In order to investigate the effect of nitrite and formaldehyde on the formation of NDMA in metformin preparations, we made preparations by spiking them with a certain amount. However, how should we interpret the fact that the amount of NDMA formation was significantly lower in tablets containing nitrite and formaldehyde together than in tablets containing only nitrite? This behavior does not indicate that formaldehyde is a catalyst for NDMA formation, unlike previous studies.
#metformin #NDMA Nitrite #Formaldehyde Excipients
It is not unexpected that formaldehyde condensates with metformin, leading to a degradation product that is not a good NDMA precursor. As such formaldehyde could be a nitrosation prevention additive here, just like antioxidant use in other cases, (but due to its reactivity it might indeed not be the best fit). This means that the xx ppm nitrite you spiked led to lack of robustness without formaldehyde and that part of the NDMA might have been formed during the preparation. Overall the method doesn’t seem to be robust in xx ppm nitrite.
Mechanism of metformin formaldehyde scavenging:
https://doi.org/10.1002/tox.22982
Note that formaldehyde-catalysed nitrosation also has a higher pH optimum than classic nitrosation, so you have to be critical on your sample preparation when wanting to use this strategy:
Formaldehyde Catalysis of Nitrosamine Formation - New Scientific Knowledge & Development - Nitrosamines Exchange
It could also be that other ingredients in your product have a reactivity towards formaldehyde.
Note that in the the state-of-the-art there are different methods described for testing metformin preparations, also tackling robustness.
NDMA analytics in metformin products: Comparison of methods and pitfalls - ScienceDirect
(This is assuming NDMA can be formed from metformin itself, though in medicine detections a more prevalent root cause is dimethylamine contamination. In that case, metformin would still trap the possible catalyst formaldehyde possibly, rather than activating dimethylamine for formaldehyde-catalysed nitrosation if the pH allows it.)
Avoiding N-nitrosodimethylamine formation in metformin pharmaceuticals by limiting dimethylamine and nitrite - ScienceDirect
It has been known that the catalysis of nitrosation by nitrosamine is quite pH dependent and the kinetics is quite complicated. It had been agreed by stalwarts that formaldehyde, under certain conditions can catalyze nitrosation but again, we are seeing that many observations in solution phase are not applicable in solid phase. I think it is great that we continue the studies. But formaldehyde should not be considered as something that can deter nitrosation. Other than its inherent toxicity, its role in nitrosation is at best controversial.

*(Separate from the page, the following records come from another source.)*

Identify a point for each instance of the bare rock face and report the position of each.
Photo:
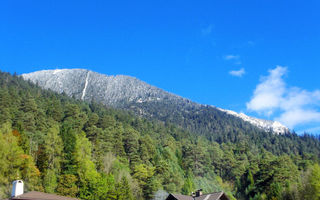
(129, 93)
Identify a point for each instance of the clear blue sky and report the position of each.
(212, 52)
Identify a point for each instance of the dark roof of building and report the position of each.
(211, 196)
(41, 196)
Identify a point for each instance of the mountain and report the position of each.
(268, 125)
(129, 93)
(86, 150)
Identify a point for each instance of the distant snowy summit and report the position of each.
(132, 94)
(267, 125)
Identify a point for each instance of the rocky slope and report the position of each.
(132, 94)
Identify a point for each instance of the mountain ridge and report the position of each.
(130, 93)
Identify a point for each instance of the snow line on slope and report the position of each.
(85, 86)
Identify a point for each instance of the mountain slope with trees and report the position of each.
(59, 144)
(144, 100)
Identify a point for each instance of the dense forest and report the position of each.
(58, 144)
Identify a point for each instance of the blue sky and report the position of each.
(260, 57)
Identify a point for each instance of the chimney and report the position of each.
(199, 193)
(17, 188)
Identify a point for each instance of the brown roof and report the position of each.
(211, 196)
(41, 196)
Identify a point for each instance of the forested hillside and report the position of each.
(145, 100)
(57, 144)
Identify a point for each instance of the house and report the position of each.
(199, 196)
(18, 193)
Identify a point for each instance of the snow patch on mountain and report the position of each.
(267, 125)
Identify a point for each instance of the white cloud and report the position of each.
(238, 73)
(232, 57)
(207, 30)
(295, 106)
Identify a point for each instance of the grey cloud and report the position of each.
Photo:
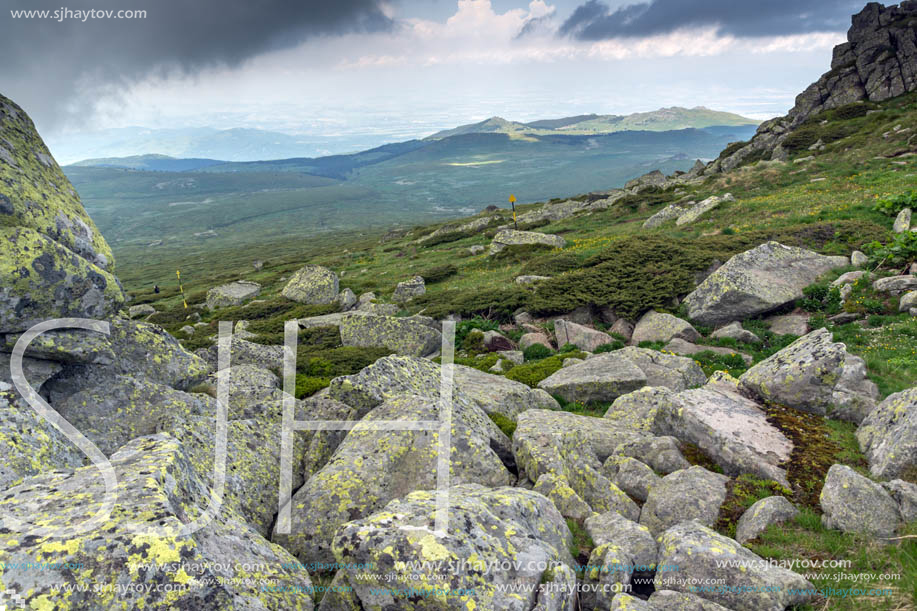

For clarity, discussion reply was about the role of formaldehyde (or antioxidant) addition during sample preparation when investigating the robustness of sample preparation (linked to nitrosamine artefact formation) and has thus nothing to do with the toxicity of formaldehyde or the contamination of formaldehyde linked to some excipients and of course no proposal to add formaldehyde to medicine formulations as remediation. If formaldehyde catalyses the nitrosation during sample preparation, nitrosamine would go up with spiking of formaldehyde. If not, it would stay the same. But here there was a case observed where the nitrosamine went down with spiking of formaldehyde (indicative that the original sample preparation has a limitation robustness wise probably). I proposed to approach this from the angle that formaldehyde remains a reactive agent and has also a reactivity towards metformin coincidentally and can be indicative of the origin of lack of robustness of the original sample preparation. We are mostly focused on liquid phase here, formation during sample preparation. Of course this has to be approached with details on the levels, as RSD difference on sample on its own can be indicative of lack of robustness without clear formaldehyde role as well (reported as significant).